With a plummeting share price and grim prospects for its lead drug, Ariad Pharmaceuticals ($ARIA) is adopting a shareholder rights plan to deter would-be corporate raiders, a move to protect what little value it has left.
Under Ariad's poison pill plan, if any investor buys more than 5% of its common stock, new rights kick in allowing other shareholders to buy up stock at twice the market value, effectively diluting the bidder's percentage and thus scuttling an "unintended ownership change," as Ariad puts it. In keeping with most poison pills, the company retains the right to make exceptions and can ditch the plan at any time if it hears an attractive buyout offer.
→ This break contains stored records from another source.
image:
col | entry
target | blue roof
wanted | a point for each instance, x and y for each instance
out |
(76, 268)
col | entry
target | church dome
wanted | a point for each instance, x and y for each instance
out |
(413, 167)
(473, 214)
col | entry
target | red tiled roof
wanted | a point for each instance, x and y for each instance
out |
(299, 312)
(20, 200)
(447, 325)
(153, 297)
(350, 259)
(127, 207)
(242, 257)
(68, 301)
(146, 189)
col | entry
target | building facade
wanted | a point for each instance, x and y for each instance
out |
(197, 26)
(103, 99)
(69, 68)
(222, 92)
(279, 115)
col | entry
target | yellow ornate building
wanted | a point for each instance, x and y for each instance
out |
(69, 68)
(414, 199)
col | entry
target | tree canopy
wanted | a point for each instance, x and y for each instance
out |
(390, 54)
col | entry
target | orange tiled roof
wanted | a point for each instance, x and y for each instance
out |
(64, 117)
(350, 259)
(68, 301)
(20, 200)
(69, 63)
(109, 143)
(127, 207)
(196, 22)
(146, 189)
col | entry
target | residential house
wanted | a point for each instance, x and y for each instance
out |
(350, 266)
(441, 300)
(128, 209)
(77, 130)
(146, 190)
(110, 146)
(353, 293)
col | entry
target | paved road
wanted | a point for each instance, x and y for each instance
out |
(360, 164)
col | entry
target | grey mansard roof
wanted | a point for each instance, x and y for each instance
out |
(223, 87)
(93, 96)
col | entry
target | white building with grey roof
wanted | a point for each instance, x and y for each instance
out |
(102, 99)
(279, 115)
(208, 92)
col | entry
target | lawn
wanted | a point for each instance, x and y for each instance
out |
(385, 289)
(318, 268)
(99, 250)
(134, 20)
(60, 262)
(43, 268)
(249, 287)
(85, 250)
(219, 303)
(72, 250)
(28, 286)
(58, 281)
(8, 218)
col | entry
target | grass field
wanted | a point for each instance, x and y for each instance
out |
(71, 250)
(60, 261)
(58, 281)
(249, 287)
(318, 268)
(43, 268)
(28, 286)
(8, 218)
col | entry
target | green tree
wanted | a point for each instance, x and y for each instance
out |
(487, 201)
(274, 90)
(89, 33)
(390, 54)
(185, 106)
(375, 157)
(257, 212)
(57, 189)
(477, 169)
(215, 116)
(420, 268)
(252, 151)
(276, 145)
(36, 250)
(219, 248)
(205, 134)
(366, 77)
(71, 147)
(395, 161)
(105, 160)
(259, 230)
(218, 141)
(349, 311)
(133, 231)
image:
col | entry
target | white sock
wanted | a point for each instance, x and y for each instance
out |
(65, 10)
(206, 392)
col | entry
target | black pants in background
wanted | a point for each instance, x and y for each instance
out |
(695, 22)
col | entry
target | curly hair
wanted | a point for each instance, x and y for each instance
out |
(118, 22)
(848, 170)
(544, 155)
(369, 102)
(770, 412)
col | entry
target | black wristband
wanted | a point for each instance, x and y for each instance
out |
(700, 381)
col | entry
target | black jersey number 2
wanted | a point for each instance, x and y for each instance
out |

However, unlike recent poison-pillers like Forest Laboratories ($FRX) and the now-defunct Savient, Ariad doesn't have much to protect. The company's shares have dropped a staggering 87% since Oct. 8, the beginning of dark days for its leukemia drug Iclusig. It all began when the FDA imposed a partial hold on enrollment in a study of Iclusig after investigators charted an alarming rate of blood clot development among patients in the treatment arm. Ariad eventually called off the trial altogether and finally pulled Iclusig from the market on Thursday in response to an FDA request.
Ariad said it's committed to working with the agency to get its sole product back on shelves in a timely fashion, but things don't bode well for the Massachusetts biotech. Looking at the history of drugs suspended by the FDA, Leerink Swann analyst Howard Liang figures it would take more than a year to bring Iclusig back to life, and there's a good chance the cancer drug will be permanently withdrawn.
That October downward spiral has swallowed up more than $3 billion in Ariad's market cap, and the company's inventory of assets paints a sad picture: Ariad said it's mounting the poison pill defense to preserve $307.7 million in net operating loss carryforwards and research tax credits of $17.8 million.